Es darse cuenta que la travesía es la recompensa.
Ser un long time burner es llevar ese fuego contigo y compartirlo, todos los días.
Pero no todo es luz y euforia. La noche en que se quema el Man es como una olla de presión que ha estado hirviendo desde el primer día. Este es el último momento y, para mí, representa la noche más oscura: es cuando se termina de fugar todo lo que se había reprimido, todo lo que llevamos cargando en nuestra vida cotidiana. Con tanta expresión radical de uno mismo, surge el riesgo de que los límites se difuminen; la misma libertad que permite el arte, la música y la conexión también puede exponer los abusos, los excesos, la intensidad de nuestra humanidad en su estado más crudo, y entonces si… por qué no matar como grado de expresión absoluto? Nada muy distinto al caos del que estamos acostumbrados cualquier noche de la Ciudad de México, pero no es miedo lo que siento, es la confrontación con la fuerza visceral de lo que significa ser humano.

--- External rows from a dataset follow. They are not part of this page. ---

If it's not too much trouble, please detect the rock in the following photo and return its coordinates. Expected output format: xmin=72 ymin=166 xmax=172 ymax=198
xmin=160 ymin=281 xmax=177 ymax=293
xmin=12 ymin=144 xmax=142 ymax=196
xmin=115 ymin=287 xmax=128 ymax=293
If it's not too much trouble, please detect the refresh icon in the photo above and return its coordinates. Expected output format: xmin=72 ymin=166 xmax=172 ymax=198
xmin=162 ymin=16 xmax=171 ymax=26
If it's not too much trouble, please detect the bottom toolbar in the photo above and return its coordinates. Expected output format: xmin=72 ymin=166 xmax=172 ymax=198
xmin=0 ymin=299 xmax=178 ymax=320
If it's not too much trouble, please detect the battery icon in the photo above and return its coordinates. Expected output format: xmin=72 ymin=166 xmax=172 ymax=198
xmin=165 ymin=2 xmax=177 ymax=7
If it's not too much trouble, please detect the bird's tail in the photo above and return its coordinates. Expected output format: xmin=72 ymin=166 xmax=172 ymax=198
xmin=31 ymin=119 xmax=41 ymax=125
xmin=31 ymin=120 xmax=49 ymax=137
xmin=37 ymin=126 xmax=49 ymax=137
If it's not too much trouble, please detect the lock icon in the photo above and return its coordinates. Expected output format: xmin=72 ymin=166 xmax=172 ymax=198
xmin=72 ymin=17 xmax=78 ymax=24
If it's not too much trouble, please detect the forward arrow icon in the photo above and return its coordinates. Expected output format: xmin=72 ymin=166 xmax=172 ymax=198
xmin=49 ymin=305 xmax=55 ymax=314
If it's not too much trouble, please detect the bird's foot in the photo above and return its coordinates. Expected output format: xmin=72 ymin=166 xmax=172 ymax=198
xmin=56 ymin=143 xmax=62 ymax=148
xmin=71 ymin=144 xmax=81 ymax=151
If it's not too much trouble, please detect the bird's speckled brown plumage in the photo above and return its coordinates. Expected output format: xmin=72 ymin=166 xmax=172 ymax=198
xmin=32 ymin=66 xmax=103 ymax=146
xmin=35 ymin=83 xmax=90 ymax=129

Ahí está la paradoja de Burning Man: la misma experiencia que te conecta con otros, que te devuelve tu capacidad de dar y recibir, también te recuerda que la libertad absoluta trae consigo responsabilidad y conciencia. Esa noche, mientras el fuego consume al Man y toda la ciudad parece latir en un solo pulso, entiendes que la fuga no es solo escape; es catarsis, confrontación y aprendizaje. Es enfrentarte a lo luminoso y a lo oscuro dentro de ti y de los demás, y aun así elegir seguir confiando, seguir dando, seguir viviendo. Aún cuando esa relación sentimental te dejó hecha pedazos.